Cryptic is the shepherd of the Champions intellectual property — which Cryptic purchased outright from Hero Games — so some pen-and-paper RPG enthusiasts will already be familiar with Champions and the HERO system. First published in 1981, the Hero Role Playing Systems is a well-respected and robust system known for its character creation and customization process — two features that Cryptic has down pat and are building upon.
Highly customizable characters, from costumes to powers? Check. The character creation system is robust. It allows you to select color themes, provides you color palettes to choose from and also provides the most outlandish accessories you can think of. Instead of classes, a player selects powers and then customizes the powers. Players can also customize their character’s standing and moving stance as well as set facial animations.
A vast world? Check. Champions Online isn’t City of anything. True, there are cities.
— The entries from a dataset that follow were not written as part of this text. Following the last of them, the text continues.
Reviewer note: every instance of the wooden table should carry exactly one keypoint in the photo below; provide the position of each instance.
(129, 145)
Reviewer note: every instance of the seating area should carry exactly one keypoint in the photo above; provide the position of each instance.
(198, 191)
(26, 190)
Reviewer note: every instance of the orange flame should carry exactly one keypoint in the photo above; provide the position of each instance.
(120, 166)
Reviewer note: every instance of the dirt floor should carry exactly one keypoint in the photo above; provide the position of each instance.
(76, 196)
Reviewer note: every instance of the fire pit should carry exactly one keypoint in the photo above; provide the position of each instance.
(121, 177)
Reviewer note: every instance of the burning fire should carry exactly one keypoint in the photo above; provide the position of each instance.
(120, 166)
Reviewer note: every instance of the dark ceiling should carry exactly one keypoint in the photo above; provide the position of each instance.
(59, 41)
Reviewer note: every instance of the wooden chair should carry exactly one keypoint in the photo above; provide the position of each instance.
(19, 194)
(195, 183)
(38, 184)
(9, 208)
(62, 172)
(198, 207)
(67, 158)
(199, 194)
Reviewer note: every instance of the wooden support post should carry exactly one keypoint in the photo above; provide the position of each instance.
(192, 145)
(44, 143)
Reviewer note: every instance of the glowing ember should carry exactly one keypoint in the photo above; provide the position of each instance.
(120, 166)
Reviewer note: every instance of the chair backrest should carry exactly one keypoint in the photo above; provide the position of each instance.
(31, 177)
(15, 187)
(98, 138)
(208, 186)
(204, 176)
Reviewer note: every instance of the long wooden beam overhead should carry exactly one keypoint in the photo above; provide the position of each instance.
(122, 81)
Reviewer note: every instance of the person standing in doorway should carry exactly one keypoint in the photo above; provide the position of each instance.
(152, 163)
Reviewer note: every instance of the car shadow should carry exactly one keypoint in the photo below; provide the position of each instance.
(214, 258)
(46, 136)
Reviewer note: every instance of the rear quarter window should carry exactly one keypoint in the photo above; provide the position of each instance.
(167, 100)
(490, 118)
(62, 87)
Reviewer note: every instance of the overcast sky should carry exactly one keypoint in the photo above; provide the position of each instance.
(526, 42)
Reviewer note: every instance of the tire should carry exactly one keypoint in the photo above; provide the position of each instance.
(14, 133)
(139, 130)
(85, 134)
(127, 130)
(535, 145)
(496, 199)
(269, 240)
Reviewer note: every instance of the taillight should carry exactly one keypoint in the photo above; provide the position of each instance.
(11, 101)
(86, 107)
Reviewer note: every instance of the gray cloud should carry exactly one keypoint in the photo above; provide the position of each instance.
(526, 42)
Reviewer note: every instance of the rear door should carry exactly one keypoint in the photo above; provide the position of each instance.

But they are large massive cities. There’s a whole world to play in with different factions, mad scientists and Godzil ... I mean Dinosaur Island. There are both mutant lizards and baddies to play with and destroy.
Expanded and improved sidekick system to allow players of differing levels to play together and yet both benefit from the experience? Check. The sidekick or apprentice-mentor system has manifested in many MMOs in various forms since it was introduced in City of Heroes, and Cryptic promises us a “new and improved” version of it in Champions Online.
Player vs. player, crafting and exploration? Check, check and check. So what makes Champions different from other MMOs out there?
For one, there’s the Nemesis system. How this translates in-game is that at the same time you are creating your hero, the game is creating your AI nemesis — your direct evil counterpart, your evil twin, your malevolent shadow who dogs your steps. He is mildly annoying and works to thwart you or put obstacles in your path in the lower levels, but you manage to get him thrown into prison somewhere between your 25th to 28th level. He breaks out of prison, though, when you reach level 30, when your powers and his come into their maturity and Nemesis missions begin.
Champions, the original pen-and-paper game is also unique in that it had an evolving universe. Heroes die and villains are locked away. Cities are destroyed and rebuilt, and Cryptic intends to retain that flavor with in-game world-changing events.
At the E3 preview, we were shown through several different world areas and several transportation devices, including a jetpack and a very cool flying disk. With fully customizable characters, it can be difficult at first glance to know what level a character could be, and one of the equipment cues that Cryptic uses are transportation devices. That flying disk started out looking like a manhole cover, but after many upgrades, it looked like a fancy flying saucer with twinkling lights and vapor trails.
Billed as an action-oriented online combat game and developed for PC as well as Xbox 360, Champions brings all the hallmarks of a classic action RPG to the MMO sandbox. Instead of waiting for bars to recharge, having to carry around items to replenish health and power, or depending on a teammate for heals, boosts can be found in game that provides different stat boosts. To use, run over them. Beware though, the booby-prizes or negative boosts also may be dropped. Mobs are tricky, you see, some may be still lethal after death. This actually is a way to control “boost rolling,” and the quantity and quality of boosts dropped is a method of scaling or tuning a scenario easily.
Due to launch in the fall of this year on the PC platform — with announcement of the Xbox 360 version to follow shortly — Champions is currently in beta. Good-looking graphics, fast-paced action, highly customizable characters, personal Arch Nemesis storylines and the team behind City of Heroes behind it: looking really good there, Cryptic!